The Conservatives will bring forward plans to “curtail” the role of the controversial European Court of Human Rights in the UK, Justice Secretary Chris Grayling said yesterday.
Mr Grayling confirmed the Tories would set out their proposals in time to be included in the party’s manifesto for next year’s general election.
The move comes after the two staunchest supporters of the European Convention on Human Rights among Conservatives in the Cabinet – Kenneth Clarke and former Attorney General Dominic Grieve – lost their jobs in David Cameron’s reshuffle of his top team.
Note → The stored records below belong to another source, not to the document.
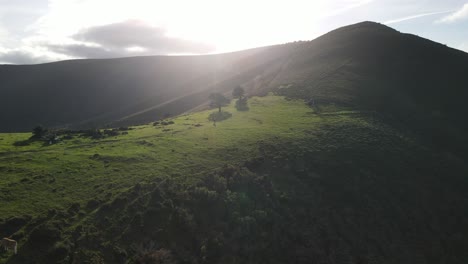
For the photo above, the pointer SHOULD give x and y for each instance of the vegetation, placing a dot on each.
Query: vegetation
(218, 100)
(238, 92)
(277, 184)
(358, 156)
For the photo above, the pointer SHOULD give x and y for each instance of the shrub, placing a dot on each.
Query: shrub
(219, 116)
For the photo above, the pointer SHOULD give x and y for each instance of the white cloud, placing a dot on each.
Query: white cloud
(28, 55)
(459, 15)
(463, 46)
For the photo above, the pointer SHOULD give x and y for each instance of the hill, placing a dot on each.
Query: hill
(280, 183)
(415, 82)
(352, 153)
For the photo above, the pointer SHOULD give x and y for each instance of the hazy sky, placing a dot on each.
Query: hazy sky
(35, 31)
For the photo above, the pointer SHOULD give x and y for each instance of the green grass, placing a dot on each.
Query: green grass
(292, 166)
(36, 178)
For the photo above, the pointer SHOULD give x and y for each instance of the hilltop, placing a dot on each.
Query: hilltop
(352, 151)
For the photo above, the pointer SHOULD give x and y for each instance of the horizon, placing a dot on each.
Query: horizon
(41, 31)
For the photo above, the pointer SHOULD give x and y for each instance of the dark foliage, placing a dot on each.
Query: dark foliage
(238, 92)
Their departures – with Mr Clarke retiring from government and Mr Grieve getting the sack –were widely seen as clearing the way for Mr Cameron to fight the election on a platform of radical reform – possibly withdrawing from the convention altogether.
The Conservatives cannot act in this parliament as their Liberal Democrat coalition partners are strongly committed to the convention.
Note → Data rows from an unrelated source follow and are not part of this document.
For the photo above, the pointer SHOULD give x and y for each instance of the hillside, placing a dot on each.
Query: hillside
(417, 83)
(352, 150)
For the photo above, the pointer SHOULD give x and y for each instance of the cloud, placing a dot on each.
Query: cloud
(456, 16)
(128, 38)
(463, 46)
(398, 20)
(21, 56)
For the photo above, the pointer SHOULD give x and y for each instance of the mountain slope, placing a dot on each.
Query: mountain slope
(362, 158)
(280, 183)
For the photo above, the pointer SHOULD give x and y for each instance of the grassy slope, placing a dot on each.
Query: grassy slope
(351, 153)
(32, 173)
Speaking on BBC Radio 4’s The World at One, Mr Grayling said: “We will curtail the role of the European Convention on Human Rights in the UK. We will replace Labour’s Human Rights Act (enshrining the convention in British law).
“We will have a balance of rights and responsibilities in our law, which I think is very important, and we will have a Supreme Court that is supreme. That gives a very clear sense of direction, of the big change which is what I think we need.”
Many Tories would like Britain to withdraw from the convention following a series of adverse rulings by the court in Strasbourg – including a ruling that prisoners should be entitled to vote.